Strengthening Vehicular Manslaughter Law: A new misdemeanor known as “manslaughter by vehicle or vessel–criminal negligence” was created with a potential penalty of three years in prison and a $5,000 fine. Currently prosecution of a negligent driver/boater who kills someone is a citation or felony manslaughter charges.
Direct Wine Shipping: Legislation allowing wineries to ship directly to Maryland residents passed. Included was a $200 fee for out-of-state wineries, which could discourage participation.
Domestic Violence House Bill 1018: A bill that I introduced passed the House 140 to 0 and passed the Senate unanimously with two added amendments. The bill died in the House Judiciary Committee because it was never brought up for a vote. It would have provided additional relief for victims, requiring the offender to remain a certain distance away. It’s extremely unfortunate for victims of domestic violence in Cecil County. Next Session I will re-introduce this bill again.

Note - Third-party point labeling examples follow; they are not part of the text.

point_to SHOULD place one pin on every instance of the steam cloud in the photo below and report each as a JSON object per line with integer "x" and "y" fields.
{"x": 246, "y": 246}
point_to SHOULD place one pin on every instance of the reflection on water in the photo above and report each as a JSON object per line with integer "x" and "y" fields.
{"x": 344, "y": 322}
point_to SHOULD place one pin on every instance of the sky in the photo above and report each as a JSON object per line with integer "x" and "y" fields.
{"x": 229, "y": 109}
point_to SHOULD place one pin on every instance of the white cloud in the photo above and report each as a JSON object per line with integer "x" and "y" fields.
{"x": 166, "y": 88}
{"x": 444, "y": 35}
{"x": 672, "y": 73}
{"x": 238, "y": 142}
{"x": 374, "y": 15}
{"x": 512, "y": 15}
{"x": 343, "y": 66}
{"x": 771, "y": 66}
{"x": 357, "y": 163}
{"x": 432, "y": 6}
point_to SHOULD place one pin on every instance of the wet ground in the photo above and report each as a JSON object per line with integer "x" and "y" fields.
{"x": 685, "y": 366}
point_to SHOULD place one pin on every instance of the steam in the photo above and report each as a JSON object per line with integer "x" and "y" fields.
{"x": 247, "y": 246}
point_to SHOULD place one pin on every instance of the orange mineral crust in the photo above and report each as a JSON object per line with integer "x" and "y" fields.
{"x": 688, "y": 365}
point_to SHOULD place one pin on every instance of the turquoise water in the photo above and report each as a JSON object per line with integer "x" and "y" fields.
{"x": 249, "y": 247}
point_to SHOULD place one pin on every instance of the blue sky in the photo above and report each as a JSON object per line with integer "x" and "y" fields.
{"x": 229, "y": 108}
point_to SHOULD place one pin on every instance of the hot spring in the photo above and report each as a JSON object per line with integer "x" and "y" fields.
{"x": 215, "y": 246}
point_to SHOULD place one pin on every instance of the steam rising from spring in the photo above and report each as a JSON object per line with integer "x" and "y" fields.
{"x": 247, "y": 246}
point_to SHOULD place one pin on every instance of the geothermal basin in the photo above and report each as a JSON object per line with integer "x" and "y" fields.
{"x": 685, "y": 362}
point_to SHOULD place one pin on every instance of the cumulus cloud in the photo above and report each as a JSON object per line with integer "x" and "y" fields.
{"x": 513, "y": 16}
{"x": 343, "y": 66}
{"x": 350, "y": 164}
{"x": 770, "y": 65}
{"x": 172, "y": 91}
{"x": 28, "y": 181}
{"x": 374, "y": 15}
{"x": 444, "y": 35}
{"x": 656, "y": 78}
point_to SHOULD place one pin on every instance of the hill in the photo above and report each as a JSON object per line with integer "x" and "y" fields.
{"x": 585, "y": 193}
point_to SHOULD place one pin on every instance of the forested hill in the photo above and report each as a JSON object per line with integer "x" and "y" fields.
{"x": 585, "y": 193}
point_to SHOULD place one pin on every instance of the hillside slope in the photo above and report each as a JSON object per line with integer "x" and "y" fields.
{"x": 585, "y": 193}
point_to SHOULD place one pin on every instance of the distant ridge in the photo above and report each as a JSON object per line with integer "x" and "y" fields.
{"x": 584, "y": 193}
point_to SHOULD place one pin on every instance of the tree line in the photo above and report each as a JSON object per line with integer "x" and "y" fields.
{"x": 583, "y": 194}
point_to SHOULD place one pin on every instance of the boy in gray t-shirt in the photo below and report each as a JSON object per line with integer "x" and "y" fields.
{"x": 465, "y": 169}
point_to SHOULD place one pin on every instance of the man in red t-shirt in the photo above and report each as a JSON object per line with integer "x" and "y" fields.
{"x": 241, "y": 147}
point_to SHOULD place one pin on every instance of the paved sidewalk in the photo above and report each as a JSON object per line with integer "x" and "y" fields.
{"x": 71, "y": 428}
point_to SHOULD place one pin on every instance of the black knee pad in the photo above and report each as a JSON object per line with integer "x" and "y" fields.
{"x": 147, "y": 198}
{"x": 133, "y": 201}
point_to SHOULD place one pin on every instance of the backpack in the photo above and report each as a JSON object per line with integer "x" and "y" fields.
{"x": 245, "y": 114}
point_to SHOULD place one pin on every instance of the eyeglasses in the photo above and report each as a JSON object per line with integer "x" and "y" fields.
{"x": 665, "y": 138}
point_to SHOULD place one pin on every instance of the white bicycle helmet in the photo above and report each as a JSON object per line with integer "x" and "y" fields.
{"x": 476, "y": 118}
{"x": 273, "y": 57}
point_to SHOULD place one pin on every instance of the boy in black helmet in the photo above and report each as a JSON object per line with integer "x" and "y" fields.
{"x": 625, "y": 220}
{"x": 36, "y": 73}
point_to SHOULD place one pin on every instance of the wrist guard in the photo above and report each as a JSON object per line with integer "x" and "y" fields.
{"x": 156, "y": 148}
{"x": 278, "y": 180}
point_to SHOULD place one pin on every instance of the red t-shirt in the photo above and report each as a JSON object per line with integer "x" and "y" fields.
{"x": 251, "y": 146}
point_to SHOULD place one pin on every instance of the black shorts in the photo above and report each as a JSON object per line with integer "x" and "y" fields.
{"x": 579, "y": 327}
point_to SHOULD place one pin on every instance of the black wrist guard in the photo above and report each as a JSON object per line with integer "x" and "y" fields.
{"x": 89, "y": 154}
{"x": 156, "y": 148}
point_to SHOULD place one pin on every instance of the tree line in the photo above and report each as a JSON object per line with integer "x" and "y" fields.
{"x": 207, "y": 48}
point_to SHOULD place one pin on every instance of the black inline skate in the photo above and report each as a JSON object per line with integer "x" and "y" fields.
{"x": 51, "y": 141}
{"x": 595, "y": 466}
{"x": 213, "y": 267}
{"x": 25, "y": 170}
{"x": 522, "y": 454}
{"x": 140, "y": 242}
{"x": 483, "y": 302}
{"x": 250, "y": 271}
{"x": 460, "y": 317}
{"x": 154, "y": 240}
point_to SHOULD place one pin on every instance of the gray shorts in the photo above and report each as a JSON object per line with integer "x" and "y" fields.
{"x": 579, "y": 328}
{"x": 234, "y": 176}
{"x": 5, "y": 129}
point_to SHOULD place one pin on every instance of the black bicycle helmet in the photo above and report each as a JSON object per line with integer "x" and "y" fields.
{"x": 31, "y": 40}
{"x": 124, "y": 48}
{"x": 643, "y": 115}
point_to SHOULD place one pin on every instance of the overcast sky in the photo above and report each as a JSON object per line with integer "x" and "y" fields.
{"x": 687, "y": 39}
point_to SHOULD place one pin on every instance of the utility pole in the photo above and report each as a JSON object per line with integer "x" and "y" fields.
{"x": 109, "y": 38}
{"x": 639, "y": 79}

Bow Hunting on private property on Sundays House Bill 994: I introduced this bill which would allow bow/crossbow hunting on private property for an additional five Sundays during the season. The bill got caught up in the Rules Committee and did not go any further. I will re-introduce this bill next Session.
The House of Delegates building is being renovated for the next 3 months, so my staff and I will be working in the District office (410-272-3221). You can continue to call 410-841-3280 and leave a voice mail. We will retrieve them, emails and regular mail and respond back to you. (Glen.Glass@house.state.md.us)
Thank you for voicing your concerns and encouragement during this Session. I value your input and am always open to your suggestions and comments, which help to remind me that I’m here to represent the people of my District. It’s time to bring the people back to Annapolis and give Maryland back to the people! Your Delegate and servant, Glen Glass.